Today's judgment involved a case brought by the Office of Fair Trading (OFT) against easyCar.
Until this judgment it had been anticipated by the OFT that the rental industry would have to comply with the Distance Selling Regulations and provide customers with full details of their agreement, including information on cancellation, in a 'durable' form prior to the rental taking place.
The British Vehicle Rental and Leasing Association had won the right for rental companies to present this notice immediately prior to the rental. But even this would have proved restrictive for consumers.
Following the judgment rental companies are now exempt from DSR and therefore the status quo applies.
John Lewis, BVRLA director general, said: 'The judgement means that we revert to the system whereby rental companies manage their own relationships with their customers which is right in any freely competitive market.
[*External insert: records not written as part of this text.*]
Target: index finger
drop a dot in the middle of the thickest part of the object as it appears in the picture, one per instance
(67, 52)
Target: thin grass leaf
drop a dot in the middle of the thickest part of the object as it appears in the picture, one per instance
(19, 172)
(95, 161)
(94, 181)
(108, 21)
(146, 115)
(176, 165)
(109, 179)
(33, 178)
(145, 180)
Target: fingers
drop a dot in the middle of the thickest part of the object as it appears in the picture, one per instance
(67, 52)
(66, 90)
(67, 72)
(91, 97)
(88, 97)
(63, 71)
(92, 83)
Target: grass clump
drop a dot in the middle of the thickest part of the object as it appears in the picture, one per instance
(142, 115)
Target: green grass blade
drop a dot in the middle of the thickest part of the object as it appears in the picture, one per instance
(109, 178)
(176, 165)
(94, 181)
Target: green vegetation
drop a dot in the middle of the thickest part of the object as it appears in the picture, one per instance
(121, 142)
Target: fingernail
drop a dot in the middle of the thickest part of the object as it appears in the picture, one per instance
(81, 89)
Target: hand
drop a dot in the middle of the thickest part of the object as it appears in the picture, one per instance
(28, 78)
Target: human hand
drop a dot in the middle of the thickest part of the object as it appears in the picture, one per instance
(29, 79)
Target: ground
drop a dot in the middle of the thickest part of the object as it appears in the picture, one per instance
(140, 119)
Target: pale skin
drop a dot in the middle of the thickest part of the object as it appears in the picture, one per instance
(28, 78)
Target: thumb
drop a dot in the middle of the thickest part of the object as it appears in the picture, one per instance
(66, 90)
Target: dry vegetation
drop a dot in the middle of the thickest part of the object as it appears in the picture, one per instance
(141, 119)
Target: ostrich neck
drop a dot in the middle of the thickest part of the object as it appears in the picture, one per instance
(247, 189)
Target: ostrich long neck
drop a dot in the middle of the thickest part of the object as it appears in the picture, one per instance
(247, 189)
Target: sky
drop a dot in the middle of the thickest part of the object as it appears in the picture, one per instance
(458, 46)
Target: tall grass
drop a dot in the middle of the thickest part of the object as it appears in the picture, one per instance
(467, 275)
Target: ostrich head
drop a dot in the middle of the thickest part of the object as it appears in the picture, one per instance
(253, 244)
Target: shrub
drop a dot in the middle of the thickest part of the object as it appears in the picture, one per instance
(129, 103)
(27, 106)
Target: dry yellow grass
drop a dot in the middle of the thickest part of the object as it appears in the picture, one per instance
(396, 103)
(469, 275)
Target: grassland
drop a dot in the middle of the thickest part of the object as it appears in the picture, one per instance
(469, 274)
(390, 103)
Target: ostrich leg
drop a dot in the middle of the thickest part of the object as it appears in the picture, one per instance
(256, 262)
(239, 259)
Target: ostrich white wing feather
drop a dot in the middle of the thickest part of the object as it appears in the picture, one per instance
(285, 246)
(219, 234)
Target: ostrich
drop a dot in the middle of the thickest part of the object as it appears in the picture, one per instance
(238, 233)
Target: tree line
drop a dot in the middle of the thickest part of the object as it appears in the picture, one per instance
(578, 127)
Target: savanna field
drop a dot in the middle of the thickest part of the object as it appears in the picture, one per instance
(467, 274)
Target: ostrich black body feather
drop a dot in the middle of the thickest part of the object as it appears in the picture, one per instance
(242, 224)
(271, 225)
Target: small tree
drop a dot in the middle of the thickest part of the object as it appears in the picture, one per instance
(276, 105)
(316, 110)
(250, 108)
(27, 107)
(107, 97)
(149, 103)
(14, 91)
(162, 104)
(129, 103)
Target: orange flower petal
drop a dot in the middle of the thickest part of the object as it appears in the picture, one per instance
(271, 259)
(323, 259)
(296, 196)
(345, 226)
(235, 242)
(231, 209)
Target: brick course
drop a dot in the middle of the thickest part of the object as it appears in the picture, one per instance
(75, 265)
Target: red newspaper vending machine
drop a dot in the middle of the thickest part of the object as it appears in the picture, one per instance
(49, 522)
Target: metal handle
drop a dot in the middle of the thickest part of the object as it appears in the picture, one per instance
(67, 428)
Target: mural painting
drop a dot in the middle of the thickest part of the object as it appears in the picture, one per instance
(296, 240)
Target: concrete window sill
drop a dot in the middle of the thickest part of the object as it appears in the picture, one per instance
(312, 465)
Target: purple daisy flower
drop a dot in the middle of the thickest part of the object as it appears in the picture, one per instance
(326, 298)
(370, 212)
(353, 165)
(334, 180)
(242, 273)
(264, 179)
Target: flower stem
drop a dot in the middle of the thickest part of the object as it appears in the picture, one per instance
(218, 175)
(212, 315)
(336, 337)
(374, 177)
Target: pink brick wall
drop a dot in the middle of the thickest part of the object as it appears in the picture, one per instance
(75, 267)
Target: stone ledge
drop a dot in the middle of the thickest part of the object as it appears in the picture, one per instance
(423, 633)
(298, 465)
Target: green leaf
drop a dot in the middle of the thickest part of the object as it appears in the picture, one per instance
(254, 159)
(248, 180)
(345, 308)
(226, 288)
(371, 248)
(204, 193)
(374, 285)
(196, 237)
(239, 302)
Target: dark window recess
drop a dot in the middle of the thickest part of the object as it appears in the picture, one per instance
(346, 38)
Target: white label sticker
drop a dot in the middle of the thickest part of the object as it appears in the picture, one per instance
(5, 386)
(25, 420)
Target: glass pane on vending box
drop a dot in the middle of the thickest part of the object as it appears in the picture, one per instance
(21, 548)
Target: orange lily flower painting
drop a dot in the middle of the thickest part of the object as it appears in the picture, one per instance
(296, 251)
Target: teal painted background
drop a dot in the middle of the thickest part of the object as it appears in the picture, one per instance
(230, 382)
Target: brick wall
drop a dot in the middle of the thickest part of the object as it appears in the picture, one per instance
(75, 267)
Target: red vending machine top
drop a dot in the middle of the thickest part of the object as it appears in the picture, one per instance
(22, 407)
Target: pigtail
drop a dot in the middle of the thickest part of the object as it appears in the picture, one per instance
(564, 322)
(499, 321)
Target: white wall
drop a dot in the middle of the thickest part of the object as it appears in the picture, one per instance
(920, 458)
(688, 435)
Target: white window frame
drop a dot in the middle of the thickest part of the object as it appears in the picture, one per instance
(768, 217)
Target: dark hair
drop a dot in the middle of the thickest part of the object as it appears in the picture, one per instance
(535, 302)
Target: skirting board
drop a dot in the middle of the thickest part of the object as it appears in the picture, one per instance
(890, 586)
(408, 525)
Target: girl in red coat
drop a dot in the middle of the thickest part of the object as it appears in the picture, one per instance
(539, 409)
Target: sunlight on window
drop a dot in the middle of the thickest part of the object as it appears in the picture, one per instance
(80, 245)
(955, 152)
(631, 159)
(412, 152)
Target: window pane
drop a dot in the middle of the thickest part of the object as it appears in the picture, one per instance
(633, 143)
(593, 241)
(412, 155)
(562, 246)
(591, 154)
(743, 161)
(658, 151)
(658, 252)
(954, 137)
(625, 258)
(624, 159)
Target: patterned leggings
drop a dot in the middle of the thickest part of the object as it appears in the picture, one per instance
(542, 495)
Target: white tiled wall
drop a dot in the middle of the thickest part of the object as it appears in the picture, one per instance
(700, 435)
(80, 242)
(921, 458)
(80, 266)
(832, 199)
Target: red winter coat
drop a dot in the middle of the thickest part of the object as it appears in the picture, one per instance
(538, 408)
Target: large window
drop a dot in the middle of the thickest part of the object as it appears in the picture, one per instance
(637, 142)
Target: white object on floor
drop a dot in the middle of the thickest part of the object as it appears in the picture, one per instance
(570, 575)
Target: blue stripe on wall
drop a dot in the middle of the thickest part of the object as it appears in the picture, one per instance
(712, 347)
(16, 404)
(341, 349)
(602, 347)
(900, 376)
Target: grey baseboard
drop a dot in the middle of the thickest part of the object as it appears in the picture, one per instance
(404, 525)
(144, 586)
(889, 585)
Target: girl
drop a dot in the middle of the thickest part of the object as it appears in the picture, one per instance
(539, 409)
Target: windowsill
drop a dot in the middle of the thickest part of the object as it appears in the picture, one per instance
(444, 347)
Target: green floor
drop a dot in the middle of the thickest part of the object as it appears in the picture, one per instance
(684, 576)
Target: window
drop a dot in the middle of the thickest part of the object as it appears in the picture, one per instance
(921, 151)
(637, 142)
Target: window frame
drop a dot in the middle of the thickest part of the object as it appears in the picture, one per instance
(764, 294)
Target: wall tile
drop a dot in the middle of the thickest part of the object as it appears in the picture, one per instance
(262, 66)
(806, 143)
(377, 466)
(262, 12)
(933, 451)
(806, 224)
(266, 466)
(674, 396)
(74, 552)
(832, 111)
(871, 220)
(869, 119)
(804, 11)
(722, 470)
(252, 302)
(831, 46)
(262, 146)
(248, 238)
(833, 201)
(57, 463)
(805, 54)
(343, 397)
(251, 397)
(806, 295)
'It does not however, give rental companies the right to impose harsh cancellation policies but in reality, I don't see this taking place anyway as the industry has always tailored its wide range of services in favour of customers. After all, it wants them to come back and rent again.'
EasyCar, part of the easyGroup run by easyJet founder Stelios Haji-Ioannou, hires out cars across Europe via the internet. Consumers are only entitled to a refund if they cancel a booking due to serious illness of the driver, natural disasters, war, riot or acts of terrorism.
However, the OFT took a case against easyCar following consumer complaints over the refund policy.
The European Court of Justice found yesterday in favour of easyCar.
It said car hire forms part of transport services and was exempt from EU consumer protection rules for long-distance contracts obliging full refunds.
'Transport services includes contracts for the provision of car hire services so that such contracts cannot be cancelled by consumers without penalty,' the Luxembourg-based court said in a statement.